It’s not a big house. A one-story experience, where most of the rooms bloom into one another, distinguished simply by stark differences in the flooring textures. (Kitchen, tile; living room, thin-fiber carpet; dining area, wooden boards). His kitchen is slightly chrome, with its gleaming silver countertops stacked around the perimeter. They’re mostly occupied by appliances and magazines and loose pages perforated from academic journals. Miles usually uses the island to prepare dinner. But Waylon is on it right now, and neither of them are hungry.

The space below the blonde’s eyes are purple and dark, a blue quaff of unreadable color. He extends an arm out, long-sleeves nearly reaching his fingertips.

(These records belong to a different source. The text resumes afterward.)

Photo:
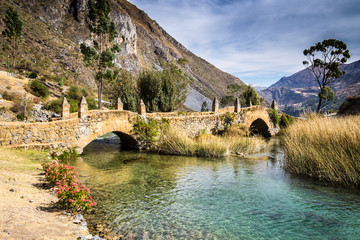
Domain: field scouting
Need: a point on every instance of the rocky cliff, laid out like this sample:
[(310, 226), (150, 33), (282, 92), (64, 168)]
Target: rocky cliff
[(54, 29)]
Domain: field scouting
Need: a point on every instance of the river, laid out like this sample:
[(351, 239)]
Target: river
[(150, 196)]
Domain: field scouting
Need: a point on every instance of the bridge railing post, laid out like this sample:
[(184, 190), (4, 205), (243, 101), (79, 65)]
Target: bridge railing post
[(65, 112), (119, 105), (237, 105), (274, 105), (83, 108), (215, 106), (142, 108)]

“Give that to me,” he demands of Miles, fingers directing towards the knife block on the counter by the fridge.

He looks younger somehow. Younger than Waylon ever did when they were inside the asylum. He carries a playful boyhood inside of his body and it scares Miles more than the calculated rage of a man. Men, he understands. This thing he cannot reckon with.

 _Which one_? he is on the verge of asking when the handle of a medium-sized knife jerks out of the wooden block slightly farther than its neighbors, distinguishing itself.

When Miles hesitates, Waylon angrily yanks it towards him through space, the clean swoosh of the blade upending the air by Miles’ head. The boy catches it in his palm, twisting his fingers around its hilt. “Really, Miles,” he states impassively with a blink, hoisting himself off the surface and landing delicately on the kitchen floor. “I’m not going to kill you. After all this.” He works his way around the other’s back, slipping by his ear. “After all we’ve been through together.”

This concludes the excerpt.